Time is the foundation of our civilization. It is so deeply ingrained in our daily lives that we no longer question it. A blessing and a burden. We organize our lives with it, yet almost everyone feels they lack it.
The role of an artist is often to challenge axioms, shift perspectives, turn things upside down, disrupt the system, and search through such actions. Personally, I am very interested in moving within this avant-garde space. The controversy surrounding time became the idea behind this exhibition.
While working on this project and reading about time, I learned that it is not entirely indisputable, as commonly believed. According to modern science, time began to flow 13.8 billion years ago; it supposedly did not exist before that. There is also time dilation, meaning time, according to physicists, is relative and dependent on speed (observable at very high velocities).
Can we slow it down, speed it up, or stop it?
GUIDED TOUR OF THE EXHIBITION
THE REVERSED WATCHMAKER
At the vernissage, I will offer the service of the Reversed Watchmaker. Anyone interested can hand over their watch, and I will gladly adjust the time, remove the hour or minute hand, or even saw the watch in half. I guarantee that the service will be performed thoroughly. The watch will remain broken and will not repair itself for at least 12 months! During the exhibition, visitors will also have the chance to use provided tools to damage their own watches. How will this action affect time and us? I am curious myself! I invite you to join in this playful, observational, and contemplative activity.

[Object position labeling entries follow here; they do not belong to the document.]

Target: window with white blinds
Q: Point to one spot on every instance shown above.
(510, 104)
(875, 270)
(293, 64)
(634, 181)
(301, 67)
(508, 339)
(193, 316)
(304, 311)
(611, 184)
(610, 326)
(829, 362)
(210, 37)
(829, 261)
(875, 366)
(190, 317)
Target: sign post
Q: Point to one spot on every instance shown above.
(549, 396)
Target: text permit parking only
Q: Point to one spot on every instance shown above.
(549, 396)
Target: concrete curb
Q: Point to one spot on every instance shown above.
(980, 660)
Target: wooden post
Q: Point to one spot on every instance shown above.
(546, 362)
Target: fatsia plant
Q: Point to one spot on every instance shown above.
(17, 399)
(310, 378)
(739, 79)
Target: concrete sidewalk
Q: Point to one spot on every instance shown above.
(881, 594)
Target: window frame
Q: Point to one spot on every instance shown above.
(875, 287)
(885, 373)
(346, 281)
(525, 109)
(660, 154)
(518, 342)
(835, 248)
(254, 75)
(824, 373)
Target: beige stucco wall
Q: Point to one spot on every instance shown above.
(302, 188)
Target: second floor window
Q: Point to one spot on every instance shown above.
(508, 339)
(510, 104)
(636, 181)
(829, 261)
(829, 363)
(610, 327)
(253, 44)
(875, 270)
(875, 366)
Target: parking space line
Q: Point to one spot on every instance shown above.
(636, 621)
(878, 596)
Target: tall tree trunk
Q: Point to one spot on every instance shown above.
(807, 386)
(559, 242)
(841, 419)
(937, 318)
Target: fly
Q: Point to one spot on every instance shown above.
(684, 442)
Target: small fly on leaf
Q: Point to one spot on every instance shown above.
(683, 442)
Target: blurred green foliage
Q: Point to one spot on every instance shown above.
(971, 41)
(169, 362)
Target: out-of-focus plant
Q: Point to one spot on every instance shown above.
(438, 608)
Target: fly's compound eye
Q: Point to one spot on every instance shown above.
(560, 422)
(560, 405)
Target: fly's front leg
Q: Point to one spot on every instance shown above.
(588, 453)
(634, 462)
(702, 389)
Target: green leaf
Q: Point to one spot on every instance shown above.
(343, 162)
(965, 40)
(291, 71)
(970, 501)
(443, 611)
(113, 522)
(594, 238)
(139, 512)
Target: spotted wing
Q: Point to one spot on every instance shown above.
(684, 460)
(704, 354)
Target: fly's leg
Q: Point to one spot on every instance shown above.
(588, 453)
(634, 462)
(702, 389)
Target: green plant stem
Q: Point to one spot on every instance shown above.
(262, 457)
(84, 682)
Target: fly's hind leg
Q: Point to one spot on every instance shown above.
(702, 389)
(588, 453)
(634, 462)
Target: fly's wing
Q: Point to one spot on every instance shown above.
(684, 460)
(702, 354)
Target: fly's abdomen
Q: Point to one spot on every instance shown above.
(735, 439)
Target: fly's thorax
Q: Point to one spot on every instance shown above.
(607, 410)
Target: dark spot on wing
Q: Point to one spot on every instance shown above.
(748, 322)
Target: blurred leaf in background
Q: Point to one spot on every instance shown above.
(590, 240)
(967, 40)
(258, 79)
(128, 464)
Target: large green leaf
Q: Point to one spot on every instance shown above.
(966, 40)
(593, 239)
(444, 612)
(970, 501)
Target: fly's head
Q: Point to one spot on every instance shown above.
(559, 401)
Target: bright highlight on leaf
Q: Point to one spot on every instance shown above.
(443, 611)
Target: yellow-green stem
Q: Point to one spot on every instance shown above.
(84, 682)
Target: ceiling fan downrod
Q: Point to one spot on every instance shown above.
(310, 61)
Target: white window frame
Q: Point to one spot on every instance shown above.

For the project, I created the NO TIME watch brand. All timepieces are broken and show the wrong time.
The aspect of irony and mischief is close to me, though rarely seen in art. This project is also a retrospective action, a journey back to childhood. As a child, I passionately disassembled all my mechanical toys. I was fascinated by their inner workings and understanding how things functioned. Working on the NO TIME watches allowed me to return to that world. That is why I am pleased to announce that, together with the Stara Łaźnia Gallery, we have planned “Workshops on Breaking Watches,” which the gallery will conduct with children as part of the NO TIME project.
How does this connect to my paintings and sculptures? In my work over the last six years, I have focused on creating portraits, masks, and stone heads of hypothetical ancestors and friends, whom I also cast as ancestors. I believe that the lives we live have much more in common than it might seem at first glance. Recently, I calculated that around one million ancestors from around 1500 AD contributed to making me who I am. This staggering number of people also gave life to millions of others. When interacting with my parents, grandparents, and children, I sense that our experiences of life are deeply similar: we are born and die, we experience the same emotions, and we function in an increasingly global culture on a small planet suspended in the vast cosmos. I wonder if looking at portraits of potential ancestors from thousands or even hundreds of thousands of years ago isn’t like looking into a mirror.
Time does not exist. And perhaps, paradoxically, that’s why we don’t seem to have it.
You’re invited!
Robert Sosnowski
Several works were created by Adaobi Sosnowska and Ndidi Sosnowska.